Exploiting the full power of temporal gene expression profiling through a new statistical test: Application to the analysis of muscular dystrophy data
1 Department of Information Systems and Computing, Brunel University, Uxbridge UB8 3PH, UK
2 Center for Human and Clinical Genetics, Leiden University Medical Center, PO Box 9600, 2300 RC Leiden, Netherlands
3 Leiden Institute of Advanced Computer Science, Leiden University, PO Box 9512, 2300 RA Leiden, Netherlands
4 Present affiliation: Howard Hughes Medical Institute, Department of Physiology and Biophysics, Iowa City, Iowa, USA
BMC Bioinformatics 2006, 7:183 doi:10.1186/1471-2105-7-183Published: 3 April 2006
The identification of biologically interesting genes in a temporal expression profiling dataset is challenging and complicated by high levels of experimental noise. Most statistical methods used in the literature do not fully exploit the temporal ordering in the dataset and are not suited to the case where temporal profiles are measured for a number of different biological conditions. We present a statistical test that makes explicit use of the temporal order in the data by fitting polynomial functions to the temporal profile of each gene and for each biological condition. A Hotelling T2-statistic is derived to detect the genes for which the parameters of these polynomials are significantly different from each other.

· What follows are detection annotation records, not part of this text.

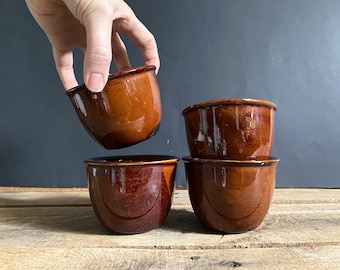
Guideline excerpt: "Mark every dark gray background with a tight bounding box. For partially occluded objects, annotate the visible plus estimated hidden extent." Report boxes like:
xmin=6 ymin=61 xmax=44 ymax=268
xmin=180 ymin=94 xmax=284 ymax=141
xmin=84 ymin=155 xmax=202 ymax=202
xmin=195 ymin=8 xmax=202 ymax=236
xmin=0 ymin=0 xmax=340 ymax=187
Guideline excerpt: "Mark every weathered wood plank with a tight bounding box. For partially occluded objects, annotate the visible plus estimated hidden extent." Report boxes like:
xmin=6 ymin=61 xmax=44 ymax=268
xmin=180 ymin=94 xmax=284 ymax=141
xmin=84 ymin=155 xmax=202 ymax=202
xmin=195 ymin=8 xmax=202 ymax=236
xmin=0 ymin=188 xmax=340 ymax=270
xmin=0 ymin=246 xmax=340 ymax=270
xmin=0 ymin=187 xmax=340 ymax=207
xmin=0 ymin=204 xmax=340 ymax=249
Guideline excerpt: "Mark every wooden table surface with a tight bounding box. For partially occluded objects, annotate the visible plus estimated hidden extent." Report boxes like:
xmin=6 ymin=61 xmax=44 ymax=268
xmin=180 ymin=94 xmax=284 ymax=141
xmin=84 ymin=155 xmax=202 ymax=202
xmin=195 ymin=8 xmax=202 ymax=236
xmin=0 ymin=187 xmax=340 ymax=270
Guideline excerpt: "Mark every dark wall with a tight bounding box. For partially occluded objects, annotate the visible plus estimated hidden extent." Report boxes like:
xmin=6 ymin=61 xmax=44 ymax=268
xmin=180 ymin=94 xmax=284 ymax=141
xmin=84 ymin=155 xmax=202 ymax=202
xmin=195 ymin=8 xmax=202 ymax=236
xmin=0 ymin=0 xmax=340 ymax=187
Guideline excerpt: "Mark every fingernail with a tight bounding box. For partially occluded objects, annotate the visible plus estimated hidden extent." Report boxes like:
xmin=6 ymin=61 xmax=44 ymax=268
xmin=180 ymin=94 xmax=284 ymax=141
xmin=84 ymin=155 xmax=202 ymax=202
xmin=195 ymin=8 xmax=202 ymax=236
xmin=87 ymin=72 xmax=105 ymax=92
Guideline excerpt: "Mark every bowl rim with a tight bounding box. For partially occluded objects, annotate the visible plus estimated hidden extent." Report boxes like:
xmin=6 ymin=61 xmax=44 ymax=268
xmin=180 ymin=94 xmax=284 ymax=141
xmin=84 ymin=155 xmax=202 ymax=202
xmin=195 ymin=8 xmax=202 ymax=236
xmin=182 ymin=98 xmax=277 ymax=115
xmin=66 ymin=65 xmax=156 ymax=95
xmin=182 ymin=156 xmax=280 ymax=166
xmin=84 ymin=155 xmax=180 ymax=167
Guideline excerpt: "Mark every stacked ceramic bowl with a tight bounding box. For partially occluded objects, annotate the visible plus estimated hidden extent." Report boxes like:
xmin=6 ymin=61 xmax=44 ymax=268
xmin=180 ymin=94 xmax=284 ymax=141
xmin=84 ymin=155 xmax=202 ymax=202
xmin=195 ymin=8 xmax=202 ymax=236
xmin=67 ymin=66 xmax=179 ymax=234
xmin=183 ymin=98 xmax=279 ymax=233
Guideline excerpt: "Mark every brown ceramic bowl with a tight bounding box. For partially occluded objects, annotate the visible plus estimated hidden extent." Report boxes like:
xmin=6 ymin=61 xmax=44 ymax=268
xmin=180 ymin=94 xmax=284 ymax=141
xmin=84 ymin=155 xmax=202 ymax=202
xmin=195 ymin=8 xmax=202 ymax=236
xmin=67 ymin=66 xmax=162 ymax=149
xmin=85 ymin=155 xmax=179 ymax=234
xmin=182 ymin=98 xmax=277 ymax=160
xmin=183 ymin=157 xmax=279 ymax=233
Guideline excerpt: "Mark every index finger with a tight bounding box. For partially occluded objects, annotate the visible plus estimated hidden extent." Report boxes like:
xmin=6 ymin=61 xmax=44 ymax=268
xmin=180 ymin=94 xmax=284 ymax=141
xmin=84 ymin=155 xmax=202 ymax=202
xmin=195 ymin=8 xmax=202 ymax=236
xmin=113 ymin=11 xmax=160 ymax=73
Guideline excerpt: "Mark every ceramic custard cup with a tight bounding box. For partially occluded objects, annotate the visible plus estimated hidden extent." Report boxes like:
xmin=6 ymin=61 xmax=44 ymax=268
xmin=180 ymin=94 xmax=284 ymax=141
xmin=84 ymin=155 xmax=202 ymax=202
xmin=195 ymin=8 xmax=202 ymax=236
xmin=183 ymin=157 xmax=279 ymax=233
xmin=66 ymin=66 xmax=162 ymax=149
xmin=182 ymin=98 xmax=277 ymax=160
xmin=85 ymin=155 xmax=179 ymax=234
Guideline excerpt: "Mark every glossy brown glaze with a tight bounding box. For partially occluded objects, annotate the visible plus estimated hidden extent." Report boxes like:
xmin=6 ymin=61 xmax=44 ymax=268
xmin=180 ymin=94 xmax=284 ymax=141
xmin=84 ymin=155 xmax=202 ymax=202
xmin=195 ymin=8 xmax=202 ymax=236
xmin=182 ymin=98 xmax=277 ymax=160
xmin=183 ymin=157 xmax=279 ymax=233
xmin=67 ymin=66 xmax=162 ymax=149
xmin=85 ymin=155 xmax=179 ymax=234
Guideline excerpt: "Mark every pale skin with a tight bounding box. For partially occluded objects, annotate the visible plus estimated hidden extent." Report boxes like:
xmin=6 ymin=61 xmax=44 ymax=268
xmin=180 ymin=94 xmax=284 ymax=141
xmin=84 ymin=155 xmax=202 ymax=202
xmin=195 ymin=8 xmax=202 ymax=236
xmin=26 ymin=0 xmax=160 ymax=92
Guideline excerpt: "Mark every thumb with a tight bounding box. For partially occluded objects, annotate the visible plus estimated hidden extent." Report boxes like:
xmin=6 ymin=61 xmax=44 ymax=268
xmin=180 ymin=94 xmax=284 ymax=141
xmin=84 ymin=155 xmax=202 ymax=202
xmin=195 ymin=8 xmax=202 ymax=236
xmin=84 ymin=15 xmax=112 ymax=92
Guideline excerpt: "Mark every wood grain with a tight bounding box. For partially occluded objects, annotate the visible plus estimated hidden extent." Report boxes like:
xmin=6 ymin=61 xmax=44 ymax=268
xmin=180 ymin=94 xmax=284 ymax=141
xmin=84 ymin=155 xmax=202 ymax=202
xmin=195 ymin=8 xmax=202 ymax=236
xmin=0 ymin=188 xmax=340 ymax=270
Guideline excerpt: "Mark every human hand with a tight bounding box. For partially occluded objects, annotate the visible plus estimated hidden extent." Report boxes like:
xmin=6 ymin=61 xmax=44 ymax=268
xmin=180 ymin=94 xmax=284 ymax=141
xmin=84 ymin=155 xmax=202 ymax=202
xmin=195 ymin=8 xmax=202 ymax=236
xmin=26 ymin=0 xmax=160 ymax=92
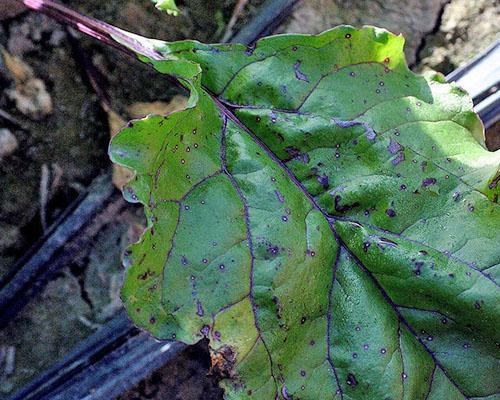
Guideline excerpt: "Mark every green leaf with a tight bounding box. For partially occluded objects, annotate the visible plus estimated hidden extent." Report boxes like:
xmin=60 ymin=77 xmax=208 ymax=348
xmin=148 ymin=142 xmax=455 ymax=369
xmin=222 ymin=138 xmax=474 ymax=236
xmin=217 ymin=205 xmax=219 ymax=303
xmin=151 ymin=0 xmax=179 ymax=17
xmin=110 ymin=26 xmax=500 ymax=400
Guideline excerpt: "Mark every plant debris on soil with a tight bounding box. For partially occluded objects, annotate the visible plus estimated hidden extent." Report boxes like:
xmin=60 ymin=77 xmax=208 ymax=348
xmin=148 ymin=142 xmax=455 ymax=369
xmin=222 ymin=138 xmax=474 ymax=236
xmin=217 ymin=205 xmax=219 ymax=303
xmin=0 ymin=0 xmax=500 ymax=400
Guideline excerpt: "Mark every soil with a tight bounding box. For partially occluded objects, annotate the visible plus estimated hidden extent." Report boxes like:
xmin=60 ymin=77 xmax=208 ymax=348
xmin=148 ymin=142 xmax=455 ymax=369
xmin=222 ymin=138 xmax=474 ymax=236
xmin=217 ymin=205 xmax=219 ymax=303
xmin=0 ymin=0 xmax=500 ymax=400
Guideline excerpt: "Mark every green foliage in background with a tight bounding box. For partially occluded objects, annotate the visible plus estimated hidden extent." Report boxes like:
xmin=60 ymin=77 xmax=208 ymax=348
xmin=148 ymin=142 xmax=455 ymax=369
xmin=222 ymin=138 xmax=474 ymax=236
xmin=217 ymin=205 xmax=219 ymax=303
xmin=110 ymin=26 xmax=500 ymax=400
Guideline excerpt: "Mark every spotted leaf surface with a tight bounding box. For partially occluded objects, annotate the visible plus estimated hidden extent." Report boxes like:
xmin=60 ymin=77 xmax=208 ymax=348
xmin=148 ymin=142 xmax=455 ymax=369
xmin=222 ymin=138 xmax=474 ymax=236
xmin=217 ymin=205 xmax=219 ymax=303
xmin=110 ymin=26 xmax=500 ymax=400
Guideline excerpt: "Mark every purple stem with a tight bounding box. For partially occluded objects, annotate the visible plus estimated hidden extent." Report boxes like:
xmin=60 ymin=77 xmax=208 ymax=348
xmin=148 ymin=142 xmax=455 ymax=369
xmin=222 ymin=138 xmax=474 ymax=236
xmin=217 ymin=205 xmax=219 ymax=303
xmin=18 ymin=0 xmax=162 ymax=60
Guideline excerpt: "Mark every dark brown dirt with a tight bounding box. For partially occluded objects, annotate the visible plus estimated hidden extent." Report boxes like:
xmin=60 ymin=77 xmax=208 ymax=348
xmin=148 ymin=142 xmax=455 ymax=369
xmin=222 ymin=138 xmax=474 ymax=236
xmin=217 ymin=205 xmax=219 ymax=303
xmin=0 ymin=0 xmax=500 ymax=400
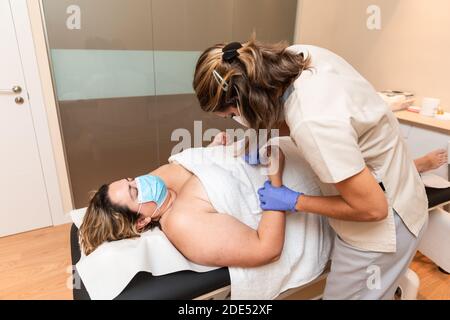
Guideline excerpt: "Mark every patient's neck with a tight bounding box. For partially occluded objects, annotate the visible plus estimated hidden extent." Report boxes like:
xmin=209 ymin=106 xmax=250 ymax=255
xmin=153 ymin=189 xmax=177 ymax=223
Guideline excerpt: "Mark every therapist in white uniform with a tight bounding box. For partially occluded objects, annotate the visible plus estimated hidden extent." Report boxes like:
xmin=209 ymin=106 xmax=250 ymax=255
xmin=194 ymin=40 xmax=428 ymax=299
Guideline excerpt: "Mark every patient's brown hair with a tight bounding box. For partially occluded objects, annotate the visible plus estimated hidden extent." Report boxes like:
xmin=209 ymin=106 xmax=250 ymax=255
xmin=79 ymin=184 xmax=158 ymax=255
xmin=193 ymin=35 xmax=311 ymax=130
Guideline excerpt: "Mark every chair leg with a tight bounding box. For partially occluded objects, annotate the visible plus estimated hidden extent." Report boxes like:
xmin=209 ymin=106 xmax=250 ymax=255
xmin=396 ymin=269 xmax=420 ymax=300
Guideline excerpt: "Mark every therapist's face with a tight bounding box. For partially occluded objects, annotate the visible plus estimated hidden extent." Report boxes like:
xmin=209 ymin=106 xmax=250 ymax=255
xmin=214 ymin=106 xmax=241 ymax=118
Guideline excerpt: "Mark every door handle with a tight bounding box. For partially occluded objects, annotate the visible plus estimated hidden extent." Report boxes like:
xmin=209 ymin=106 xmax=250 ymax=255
xmin=0 ymin=86 xmax=22 ymax=94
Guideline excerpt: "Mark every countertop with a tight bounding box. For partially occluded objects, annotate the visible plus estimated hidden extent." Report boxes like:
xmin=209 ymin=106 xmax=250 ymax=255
xmin=395 ymin=110 xmax=450 ymax=134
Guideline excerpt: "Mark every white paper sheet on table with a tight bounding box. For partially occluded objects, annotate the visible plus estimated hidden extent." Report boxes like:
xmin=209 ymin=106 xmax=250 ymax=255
xmin=422 ymin=173 xmax=450 ymax=189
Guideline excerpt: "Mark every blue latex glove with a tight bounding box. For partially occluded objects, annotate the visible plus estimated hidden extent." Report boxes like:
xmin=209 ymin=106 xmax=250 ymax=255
xmin=244 ymin=150 xmax=261 ymax=166
xmin=258 ymin=181 xmax=303 ymax=212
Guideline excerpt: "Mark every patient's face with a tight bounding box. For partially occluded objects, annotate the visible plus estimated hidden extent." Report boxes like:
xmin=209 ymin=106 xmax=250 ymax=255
xmin=109 ymin=178 xmax=157 ymax=217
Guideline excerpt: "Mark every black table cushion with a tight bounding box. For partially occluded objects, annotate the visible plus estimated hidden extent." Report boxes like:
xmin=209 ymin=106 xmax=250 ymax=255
xmin=425 ymin=188 xmax=450 ymax=208
xmin=70 ymin=225 xmax=230 ymax=300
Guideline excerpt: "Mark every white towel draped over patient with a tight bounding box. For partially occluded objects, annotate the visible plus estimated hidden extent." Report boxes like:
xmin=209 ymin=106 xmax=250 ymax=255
xmin=169 ymin=138 xmax=332 ymax=299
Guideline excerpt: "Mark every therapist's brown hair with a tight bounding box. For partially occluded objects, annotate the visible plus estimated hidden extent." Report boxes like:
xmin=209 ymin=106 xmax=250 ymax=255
xmin=193 ymin=35 xmax=311 ymax=130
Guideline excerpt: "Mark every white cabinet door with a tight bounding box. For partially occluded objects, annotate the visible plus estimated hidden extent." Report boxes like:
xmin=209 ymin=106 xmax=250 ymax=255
xmin=400 ymin=124 xmax=450 ymax=179
xmin=0 ymin=0 xmax=52 ymax=237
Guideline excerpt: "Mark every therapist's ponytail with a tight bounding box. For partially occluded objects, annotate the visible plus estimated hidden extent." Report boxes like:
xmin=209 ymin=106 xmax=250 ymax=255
xmin=193 ymin=37 xmax=310 ymax=130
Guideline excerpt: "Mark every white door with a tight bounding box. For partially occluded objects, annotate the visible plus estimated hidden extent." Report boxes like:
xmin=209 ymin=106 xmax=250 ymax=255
xmin=0 ymin=0 xmax=52 ymax=237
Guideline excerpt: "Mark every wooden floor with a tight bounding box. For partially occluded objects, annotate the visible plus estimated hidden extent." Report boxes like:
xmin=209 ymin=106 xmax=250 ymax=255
xmin=0 ymin=225 xmax=450 ymax=300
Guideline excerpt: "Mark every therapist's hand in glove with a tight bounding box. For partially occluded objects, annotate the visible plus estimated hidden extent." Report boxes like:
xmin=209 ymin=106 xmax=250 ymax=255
xmin=208 ymin=132 xmax=232 ymax=147
xmin=258 ymin=181 xmax=303 ymax=212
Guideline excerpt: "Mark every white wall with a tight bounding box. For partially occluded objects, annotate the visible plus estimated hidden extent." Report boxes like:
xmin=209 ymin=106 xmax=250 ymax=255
xmin=27 ymin=0 xmax=73 ymax=220
xmin=297 ymin=0 xmax=450 ymax=111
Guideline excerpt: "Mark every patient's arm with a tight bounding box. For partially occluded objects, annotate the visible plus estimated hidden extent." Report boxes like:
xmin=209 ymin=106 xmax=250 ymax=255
xmin=165 ymin=149 xmax=286 ymax=267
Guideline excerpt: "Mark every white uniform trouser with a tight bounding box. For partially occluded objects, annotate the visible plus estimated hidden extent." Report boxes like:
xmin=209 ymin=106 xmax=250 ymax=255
xmin=323 ymin=211 xmax=427 ymax=300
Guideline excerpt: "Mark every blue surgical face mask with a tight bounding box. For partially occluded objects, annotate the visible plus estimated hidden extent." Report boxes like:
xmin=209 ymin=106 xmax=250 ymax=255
xmin=135 ymin=174 xmax=169 ymax=218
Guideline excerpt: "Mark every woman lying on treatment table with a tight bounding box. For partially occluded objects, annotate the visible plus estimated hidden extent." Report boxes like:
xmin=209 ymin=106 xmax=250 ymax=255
xmin=80 ymin=126 xmax=447 ymax=267
xmin=80 ymin=139 xmax=286 ymax=267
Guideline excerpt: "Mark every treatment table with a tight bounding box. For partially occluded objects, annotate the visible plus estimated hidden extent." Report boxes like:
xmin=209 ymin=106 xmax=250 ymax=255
xmin=70 ymin=188 xmax=450 ymax=300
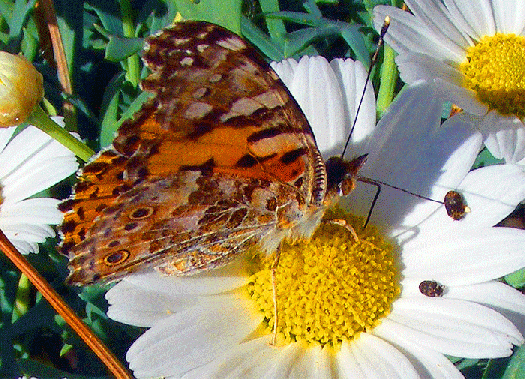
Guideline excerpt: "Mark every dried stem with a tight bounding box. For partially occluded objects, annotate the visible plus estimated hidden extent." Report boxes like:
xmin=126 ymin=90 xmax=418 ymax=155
xmin=0 ymin=230 xmax=133 ymax=379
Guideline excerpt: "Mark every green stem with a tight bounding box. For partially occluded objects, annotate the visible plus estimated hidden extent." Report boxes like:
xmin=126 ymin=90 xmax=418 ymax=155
xmin=120 ymin=0 xmax=140 ymax=87
xmin=26 ymin=105 xmax=95 ymax=162
xmin=377 ymin=45 xmax=397 ymax=117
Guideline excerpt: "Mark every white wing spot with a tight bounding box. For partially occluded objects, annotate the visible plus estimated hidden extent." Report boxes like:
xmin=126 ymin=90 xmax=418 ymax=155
xmin=208 ymin=74 xmax=222 ymax=83
xmin=184 ymin=102 xmax=213 ymax=120
xmin=217 ymin=37 xmax=246 ymax=51
xmin=193 ymin=87 xmax=208 ymax=100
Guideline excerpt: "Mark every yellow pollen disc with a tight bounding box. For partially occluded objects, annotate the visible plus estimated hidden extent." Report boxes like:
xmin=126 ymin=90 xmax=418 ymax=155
xmin=247 ymin=210 xmax=400 ymax=347
xmin=460 ymin=33 xmax=525 ymax=117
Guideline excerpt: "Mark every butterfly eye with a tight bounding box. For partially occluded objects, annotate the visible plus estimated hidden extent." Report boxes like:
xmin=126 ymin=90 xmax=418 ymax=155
xmin=104 ymin=250 xmax=129 ymax=266
xmin=340 ymin=174 xmax=356 ymax=196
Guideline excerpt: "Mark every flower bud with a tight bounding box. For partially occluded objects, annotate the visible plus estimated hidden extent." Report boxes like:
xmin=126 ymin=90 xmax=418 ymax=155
xmin=0 ymin=51 xmax=44 ymax=127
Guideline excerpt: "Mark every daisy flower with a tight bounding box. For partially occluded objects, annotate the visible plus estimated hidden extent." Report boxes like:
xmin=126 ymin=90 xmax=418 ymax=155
xmin=0 ymin=118 xmax=78 ymax=254
xmin=106 ymin=60 xmax=525 ymax=378
xmin=374 ymin=0 xmax=525 ymax=163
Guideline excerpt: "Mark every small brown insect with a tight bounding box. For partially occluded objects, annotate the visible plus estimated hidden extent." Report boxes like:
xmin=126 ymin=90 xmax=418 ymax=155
xmin=419 ymin=280 xmax=445 ymax=297
xmin=443 ymin=191 xmax=470 ymax=221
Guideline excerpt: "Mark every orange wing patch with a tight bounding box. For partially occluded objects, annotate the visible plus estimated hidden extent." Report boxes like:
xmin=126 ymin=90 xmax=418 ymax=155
xmin=62 ymin=21 xmax=327 ymax=284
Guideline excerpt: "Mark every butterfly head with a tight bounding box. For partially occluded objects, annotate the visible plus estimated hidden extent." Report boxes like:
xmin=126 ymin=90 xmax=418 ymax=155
xmin=326 ymin=154 xmax=368 ymax=196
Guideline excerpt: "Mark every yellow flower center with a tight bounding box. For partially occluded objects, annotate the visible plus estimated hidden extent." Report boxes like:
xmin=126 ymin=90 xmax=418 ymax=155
xmin=460 ymin=33 xmax=525 ymax=117
xmin=247 ymin=211 xmax=400 ymax=347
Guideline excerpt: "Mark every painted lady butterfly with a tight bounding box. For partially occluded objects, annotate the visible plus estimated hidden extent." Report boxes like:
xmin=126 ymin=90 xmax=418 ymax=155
xmin=61 ymin=21 xmax=364 ymax=284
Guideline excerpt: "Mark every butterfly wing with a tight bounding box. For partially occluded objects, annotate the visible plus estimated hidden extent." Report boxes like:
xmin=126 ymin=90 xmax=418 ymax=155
xmin=62 ymin=21 xmax=326 ymax=283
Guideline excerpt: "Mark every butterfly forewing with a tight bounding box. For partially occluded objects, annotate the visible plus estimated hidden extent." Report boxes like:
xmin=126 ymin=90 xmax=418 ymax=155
xmin=62 ymin=21 xmax=326 ymax=284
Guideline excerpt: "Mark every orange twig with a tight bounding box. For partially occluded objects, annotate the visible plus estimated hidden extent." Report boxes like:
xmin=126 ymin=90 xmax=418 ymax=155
xmin=0 ymin=230 xmax=133 ymax=379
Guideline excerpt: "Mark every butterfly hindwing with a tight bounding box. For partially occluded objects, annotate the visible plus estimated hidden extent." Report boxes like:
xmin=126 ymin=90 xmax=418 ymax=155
xmin=63 ymin=21 xmax=326 ymax=284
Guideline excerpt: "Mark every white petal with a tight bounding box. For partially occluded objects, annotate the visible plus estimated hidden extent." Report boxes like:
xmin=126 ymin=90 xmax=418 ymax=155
xmin=446 ymin=281 xmax=525 ymax=314
xmin=0 ymin=126 xmax=17 ymax=151
xmin=0 ymin=126 xmax=78 ymax=202
xmin=403 ymin=228 xmax=525 ymax=285
xmin=456 ymin=165 xmax=525 ymax=229
xmin=408 ymin=165 xmax=525 ymax=238
xmin=184 ymin=336 xmax=284 ymax=379
xmin=0 ymin=198 xmax=63 ymax=226
xmin=396 ymin=52 xmax=463 ymax=86
xmin=479 ymin=111 xmax=525 ymax=163
xmin=406 ymin=0 xmax=472 ymax=49
xmin=382 ymin=298 xmax=523 ymax=358
xmin=374 ymin=6 xmax=462 ymax=62
xmin=106 ymin=281 xmax=198 ymax=327
xmin=126 ymin=296 xmax=260 ymax=378
xmin=270 ymin=58 xmax=298 ymax=88
xmin=373 ymin=318 xmax=463 ymax=379
xmin=433 ymin=77 xmax=488 ymax=116
xmin=330 ymin=59 xmax=376 ymax=151
xmin=349 ymin=85 xmax=481 ymax=233
xmin=0 ymin=224 xmax=55 ymax=244
xmin=337 ymin=333 xmax=418 ymax=379
xmin=444 ymin=0 xmax=496 ymax=40
xmin=492 ymin=0 xmax=525 ymax=34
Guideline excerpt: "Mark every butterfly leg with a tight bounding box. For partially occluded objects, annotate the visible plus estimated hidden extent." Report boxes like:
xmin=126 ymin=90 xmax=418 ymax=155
xmin=271 ymin=248 xmax=281 ymax=346
xmin=328 ymin=218 xmax=359 ymax=242
xmin=327 ymin=218 xmax=377 ymax=249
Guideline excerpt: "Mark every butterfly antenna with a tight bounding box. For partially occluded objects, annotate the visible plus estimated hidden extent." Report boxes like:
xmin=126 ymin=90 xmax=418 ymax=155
xmin=341 ymin=16 xmax=390 ymax=158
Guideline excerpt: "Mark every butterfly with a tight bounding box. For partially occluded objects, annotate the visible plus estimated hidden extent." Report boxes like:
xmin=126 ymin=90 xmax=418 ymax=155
xmin=60 ymin=21 xmax=365 ymax=284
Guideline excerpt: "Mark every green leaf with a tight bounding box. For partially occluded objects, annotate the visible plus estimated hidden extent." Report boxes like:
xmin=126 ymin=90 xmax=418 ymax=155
xmin=340 ymin=22 xmax=370 ymax=67
xmin=18 ymin=359 xmax=109 ymax=379
xmin=505 ymin=268 xmax=525 ymax=288
xmin=284 ymin=24 xmax=339 ymax=57
xmin=241 ymin=16 xmax=285 ymax=61
xmin=502 ymin=345 xmax=525 ymax=379
xmin=168 ymin=0 xmax=242 ymax=34
xmin=256 ymin=0 xmax=287 ymax=46
xmin=9 ymin=0 xmax=36 ymax=37
xmin=86 ymin=0 xmax=122 ymax=35
xmin=99 ymin=72 xmax=126 ymax=148
xmin=105 ymin=35 xmax=144 ymax=62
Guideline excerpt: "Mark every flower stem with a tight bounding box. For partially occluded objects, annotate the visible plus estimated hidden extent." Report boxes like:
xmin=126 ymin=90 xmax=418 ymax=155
xmin=0 ymin=230 xmax=132 ymax=379
xmin=26 ymin=105 xmax=95 ymax=162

We validate the temporal Hotelling T2-test on muscular gene expression data from four mouse strains which were profiled at different ages: dystrophin-, beta-sarcoglycan and gamma-sarcoglycan deficient mice, and wild-type mice. The first three are animal models for different muscular dystrophies. Extensive biological validation shows that the method is capable of finding genes with temporal profiles significantly different across the four strains, as well as identifying potential biomarkers for each form of the disease. The added value of the temporal test compared to an identical test which does not make use of temporal ordering is demonstrated via a simulation study, and through confirmation of the expression profiles from selected genes by quantitative PCR experiments. The proposed method maximises the detection of the biologically interesting genes, whilst minimising false detections.
The temporal Hotelling T2-test is capable of finding relatively small and robust sets of genes that display different temporal profiles between the conditions of interest. The test is simple, it can be used on gene expression data generated from any experimental design and for any number of conditions, and it allows fast interpretation of the temporal behaviour of genes. The R code is available from V.V. The microarray data have been submitted to GEO under series GSE1574 and GSE3523.